The requirements.txt file will install a CPU-only version of TensorFlow, JAX, and PyTorch. For GPU support, we also provide a separate requirements-{backend}-cuda.txt for TensorFlow, JAX, and PyTorch. These install all CUDA dependencies via pip and expect a NVIDIA driver to be pre-installed. We recommend a clean python environment for each backend to avoid CUDA version mismatches. As an example, here is how to create a Jax GPU environment with conda:

conda create -y -n keras-jax python=3.10
conda activate keras-jax
pip install -r requirements-jax-cuda.txt
python pip_build.py --install

Configuring your backend

You can export the environment variable KERAS_BACKEND or you can edit your local config file at ~/.keras/keras.json to configure your backend. Available backend options are: "tensorflow", "jax", "torch". Example:

export KERAS_BACKEND="jax"

In Colab, you can do:

import os
os.environ["KERAS_BACKEND"] = "jax"

import keras

Note: The backend must be configured before importing keras, and the backend cannot be changed after the package has been imported.

Backwards compatibility

Keras 3 is intended to work as a drop-in replacement for tf.keras (when using the TensorFlow backend). Just take your existing tf.keras code, make sure that your calls to model.save() are using the up-to-date .keras format, and you're done.

If your tf.keras model does not include custom components, you can start running it on top of JAX or PyTorch immediately.

If it does include custom components (e.g. custom layers or a custom train_step()), it is usually possible to convert it to a backend-agnostic implementation in just a few minutes.

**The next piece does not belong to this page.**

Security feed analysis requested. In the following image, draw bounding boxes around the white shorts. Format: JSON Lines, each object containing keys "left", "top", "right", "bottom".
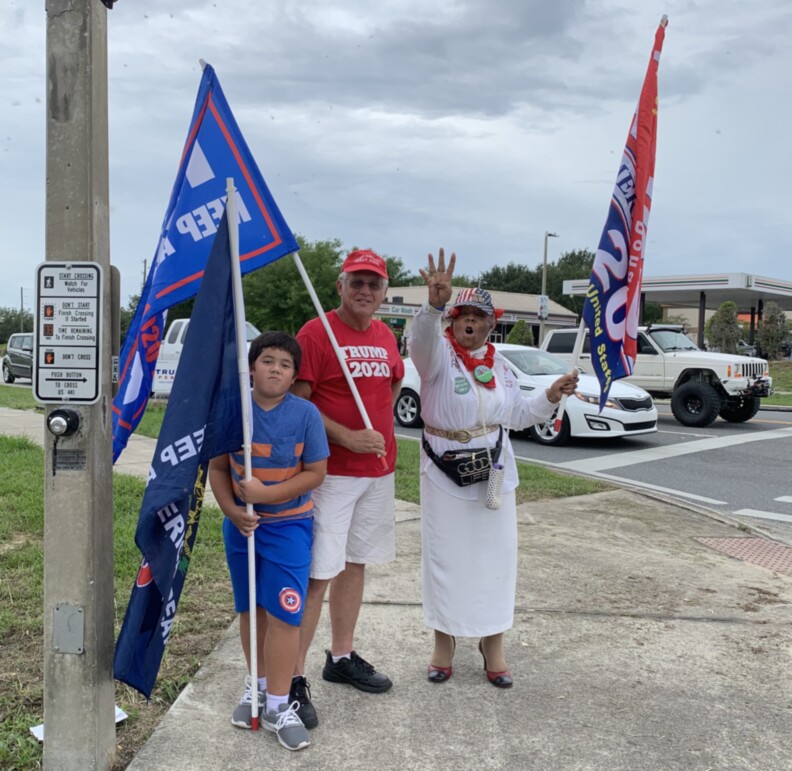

In addition, Keras models can consume datasets in any format, regardless of the backend you're using: you can train your models with your existing tf.data.Dataset pipelines or PyTorch DataLoaders.

Why use Keras 3?

  • Run your high-level Keras workflows on top of any framework -- benefiting at will from the advantages of each framework, e.g. the scalability and performance of JAX or the production ecosystem options of TensorFlow.
  • Write custom components (e.g. layers, models, metrics) that you can use in low-level workflows in any framework.
    • You can take a Keras model and train it in a training loop written from scratch in native TF, JAX, or PyTorch.
    • You can take a Keras model and use it as part of a PyTorch-native Module or as part of a JAX-native model function.
  • Make your ML code future-proof by avoiding framework lock-in.
  • As a PyTorch user: get access to power and usability of Keras, at last!
  • As a JAX user: get access to a fully-featured, battle-tested, well-documented modeling and training library.